Alguns caminhos de inspiração para programadores em plataformas de conteúdo interativo


Ontem o @rafabarros postou em seu Twitter a seguinte questão:
"Aonde você vê interações diferentes, além do FWA, qual suas referências?"

O Rafa fez a pergunta para todos os seus followers. Achei a questão pertinente e fiz uma lista de algumas fontes de inspiração que utilizo.

Esse post leva uma carga pessoal muito grande, por favor, estou dividindo visões que talvez possam ser pertinentes para alguém. Fique a vontade para contestar se for o caso. =)

Vamos aos itens de inspiração:

1. Gosto de FWA, mas vejo somente quando alguem indica pontualmente


O FWA todo dia retorna um site bom. Isso gera um problema para mim: Analisar decentemente um site bom todo dia custa muito caro.

Para evitar esse trabalho, confio em uma rede de pessoas composta de contatos e amigos que me mandam links com os sites imperdíveis do FWA para que eu possa "decupar" os que interessam com calma, sem dispersar energia.

Um certo cuidado que também tomo com sites como o FWA é que é uma referência que já vem muito processada. Olhar um site do FWA é meio como usar um retrovisor: de certa forma aquilo já passou. Eu entendo e compartilho da inquietude do Rafa Barros pela busca de outras referências.

2. TV e Cinema


Boa parte do tempo que eu passo vendo TV a Cabo, fico observando soluções gráficas que os grandes canais usam para apresentar informações. Um exemplo recente de exploração dessa linha foi a cobertura das eleições americanas. Sei que a parte política é importante. Mas eu tava absolutamente vidrado nos múltiplos planos de informação que a TV usou (barras on-screen, projeções nos cenários, superfícies interativas e até hologramas).

Saindo um pouco do data-visualization, outra coisa que presto muita atenção é no uso de transições pela TV. Em qualquer ambiente gráfico profissional, nenhum elemento simplesmente aparece na tela. Tudo se constrói ou vem de algum lugar por algum motivo. A TV já trabalha isso há mais tempo que a internet. Falando nisso, como tempo é muito importante na TV, as transições de interface dos bons canais conseguem ser bonitas e ao mesmo tempo ágeis, enriquecendo a mensagem que precisa ser transmitida naquela ocasião. Não adianta o mestre Zeh Fernando nos dar um puta Tweener e a gente não ter condições de usá-lo por falta de "olho" treinado.

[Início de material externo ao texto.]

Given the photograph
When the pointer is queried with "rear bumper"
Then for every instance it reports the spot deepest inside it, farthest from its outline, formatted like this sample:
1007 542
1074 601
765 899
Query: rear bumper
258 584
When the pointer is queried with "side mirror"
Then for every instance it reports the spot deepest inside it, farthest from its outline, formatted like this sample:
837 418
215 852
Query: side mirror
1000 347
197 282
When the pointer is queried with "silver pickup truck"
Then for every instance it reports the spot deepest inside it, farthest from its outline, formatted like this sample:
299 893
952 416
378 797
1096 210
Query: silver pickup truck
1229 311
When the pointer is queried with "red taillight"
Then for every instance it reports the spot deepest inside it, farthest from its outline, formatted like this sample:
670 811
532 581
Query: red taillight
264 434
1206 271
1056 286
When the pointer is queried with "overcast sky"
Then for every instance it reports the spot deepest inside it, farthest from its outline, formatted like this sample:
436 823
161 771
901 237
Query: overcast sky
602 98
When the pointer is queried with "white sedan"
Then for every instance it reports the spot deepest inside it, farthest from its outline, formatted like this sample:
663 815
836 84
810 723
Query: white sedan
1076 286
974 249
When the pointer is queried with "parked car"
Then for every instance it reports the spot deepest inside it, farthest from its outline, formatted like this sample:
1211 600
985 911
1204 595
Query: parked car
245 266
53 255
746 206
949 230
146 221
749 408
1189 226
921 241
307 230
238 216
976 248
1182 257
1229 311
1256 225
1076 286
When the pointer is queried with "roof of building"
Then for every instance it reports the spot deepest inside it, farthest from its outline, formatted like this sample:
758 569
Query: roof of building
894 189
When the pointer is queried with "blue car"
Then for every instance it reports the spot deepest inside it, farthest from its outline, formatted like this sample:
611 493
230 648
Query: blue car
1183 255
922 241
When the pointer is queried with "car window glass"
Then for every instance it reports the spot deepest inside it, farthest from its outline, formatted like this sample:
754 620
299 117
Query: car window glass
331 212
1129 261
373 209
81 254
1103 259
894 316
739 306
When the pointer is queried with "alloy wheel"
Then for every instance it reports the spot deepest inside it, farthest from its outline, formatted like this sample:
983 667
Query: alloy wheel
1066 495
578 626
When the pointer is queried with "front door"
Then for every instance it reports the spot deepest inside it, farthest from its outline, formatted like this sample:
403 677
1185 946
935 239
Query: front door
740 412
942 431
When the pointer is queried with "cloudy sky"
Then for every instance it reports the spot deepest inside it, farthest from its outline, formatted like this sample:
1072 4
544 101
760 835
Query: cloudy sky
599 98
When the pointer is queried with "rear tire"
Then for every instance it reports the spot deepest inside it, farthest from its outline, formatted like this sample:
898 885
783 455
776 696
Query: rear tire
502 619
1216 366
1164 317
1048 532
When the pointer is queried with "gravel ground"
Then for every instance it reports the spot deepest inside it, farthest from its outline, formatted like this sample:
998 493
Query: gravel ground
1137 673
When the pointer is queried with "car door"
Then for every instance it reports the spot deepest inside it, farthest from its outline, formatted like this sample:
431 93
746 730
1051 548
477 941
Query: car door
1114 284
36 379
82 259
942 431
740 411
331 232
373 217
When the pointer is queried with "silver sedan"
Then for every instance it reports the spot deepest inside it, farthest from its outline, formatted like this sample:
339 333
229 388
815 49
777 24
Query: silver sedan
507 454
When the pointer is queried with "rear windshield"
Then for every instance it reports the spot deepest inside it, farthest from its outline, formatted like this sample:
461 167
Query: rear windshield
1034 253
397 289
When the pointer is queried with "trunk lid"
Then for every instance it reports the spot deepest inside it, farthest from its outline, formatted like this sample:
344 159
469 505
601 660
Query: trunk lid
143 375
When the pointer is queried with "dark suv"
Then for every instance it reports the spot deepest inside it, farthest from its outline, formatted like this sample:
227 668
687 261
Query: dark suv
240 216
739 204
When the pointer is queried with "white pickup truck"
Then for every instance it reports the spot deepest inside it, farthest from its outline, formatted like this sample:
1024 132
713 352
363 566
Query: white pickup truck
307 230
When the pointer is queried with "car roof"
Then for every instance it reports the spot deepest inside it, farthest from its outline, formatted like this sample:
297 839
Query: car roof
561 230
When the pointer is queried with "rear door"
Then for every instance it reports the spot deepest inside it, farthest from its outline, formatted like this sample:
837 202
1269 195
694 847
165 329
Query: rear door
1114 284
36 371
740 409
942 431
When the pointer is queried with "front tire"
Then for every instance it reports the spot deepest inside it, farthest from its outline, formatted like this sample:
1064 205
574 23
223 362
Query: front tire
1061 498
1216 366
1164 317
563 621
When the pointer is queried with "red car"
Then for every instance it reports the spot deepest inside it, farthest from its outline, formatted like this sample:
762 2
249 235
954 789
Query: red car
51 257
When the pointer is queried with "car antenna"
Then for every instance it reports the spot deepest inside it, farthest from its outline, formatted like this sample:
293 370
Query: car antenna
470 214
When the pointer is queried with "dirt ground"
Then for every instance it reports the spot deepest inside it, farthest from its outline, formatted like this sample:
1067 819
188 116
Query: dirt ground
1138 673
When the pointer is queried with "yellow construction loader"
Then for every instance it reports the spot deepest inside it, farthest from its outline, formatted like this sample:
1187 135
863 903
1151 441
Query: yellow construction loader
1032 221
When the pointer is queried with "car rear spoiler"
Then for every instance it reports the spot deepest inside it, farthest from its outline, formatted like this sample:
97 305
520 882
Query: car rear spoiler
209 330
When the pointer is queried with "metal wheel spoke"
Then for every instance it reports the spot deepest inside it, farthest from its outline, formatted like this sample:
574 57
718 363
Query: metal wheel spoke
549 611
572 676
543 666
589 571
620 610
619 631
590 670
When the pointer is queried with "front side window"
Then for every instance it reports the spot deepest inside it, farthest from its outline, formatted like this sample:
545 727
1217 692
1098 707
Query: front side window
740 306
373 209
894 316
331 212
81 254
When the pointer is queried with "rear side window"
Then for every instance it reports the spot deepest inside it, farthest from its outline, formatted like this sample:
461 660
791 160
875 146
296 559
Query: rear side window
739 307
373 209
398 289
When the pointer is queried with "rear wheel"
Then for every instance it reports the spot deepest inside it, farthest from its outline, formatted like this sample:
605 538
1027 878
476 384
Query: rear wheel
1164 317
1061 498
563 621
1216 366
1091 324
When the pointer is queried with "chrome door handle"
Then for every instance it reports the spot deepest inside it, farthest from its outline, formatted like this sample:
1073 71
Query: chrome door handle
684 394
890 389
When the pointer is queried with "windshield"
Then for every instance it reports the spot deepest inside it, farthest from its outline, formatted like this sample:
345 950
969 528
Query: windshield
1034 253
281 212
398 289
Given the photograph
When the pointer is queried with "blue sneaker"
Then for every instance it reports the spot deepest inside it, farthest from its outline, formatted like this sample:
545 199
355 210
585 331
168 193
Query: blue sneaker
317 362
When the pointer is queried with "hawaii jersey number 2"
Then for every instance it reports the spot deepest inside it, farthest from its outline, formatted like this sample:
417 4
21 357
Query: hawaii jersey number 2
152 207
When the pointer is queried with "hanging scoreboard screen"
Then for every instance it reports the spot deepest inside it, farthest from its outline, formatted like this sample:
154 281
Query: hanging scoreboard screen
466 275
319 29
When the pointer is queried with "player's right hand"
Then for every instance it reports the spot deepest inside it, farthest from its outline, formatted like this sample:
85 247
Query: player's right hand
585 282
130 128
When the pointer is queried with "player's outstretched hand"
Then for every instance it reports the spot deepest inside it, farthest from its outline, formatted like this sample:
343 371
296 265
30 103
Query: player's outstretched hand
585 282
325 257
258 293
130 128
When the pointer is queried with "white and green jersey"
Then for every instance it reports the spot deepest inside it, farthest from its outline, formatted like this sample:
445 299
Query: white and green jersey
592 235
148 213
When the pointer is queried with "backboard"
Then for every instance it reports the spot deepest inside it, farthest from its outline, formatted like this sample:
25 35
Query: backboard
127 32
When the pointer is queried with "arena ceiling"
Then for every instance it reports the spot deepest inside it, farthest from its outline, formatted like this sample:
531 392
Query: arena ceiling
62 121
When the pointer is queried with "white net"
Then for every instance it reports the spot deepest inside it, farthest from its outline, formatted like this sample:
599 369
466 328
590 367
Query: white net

A parte do Cinema tem sido algo bastante novo para mim: Com a ocorrência cada vez maior de vídeo profissional em nossos trabalhos, estou começando a treinar a percepção de enquadramentos, planos e outras coisas técnicas que passavam batidas aos meus olhos. Isso tem me ajudado principalmente nos exercícios de 3D realtime sobre vídeo que experimentamos nos dois últimos jobs da casa.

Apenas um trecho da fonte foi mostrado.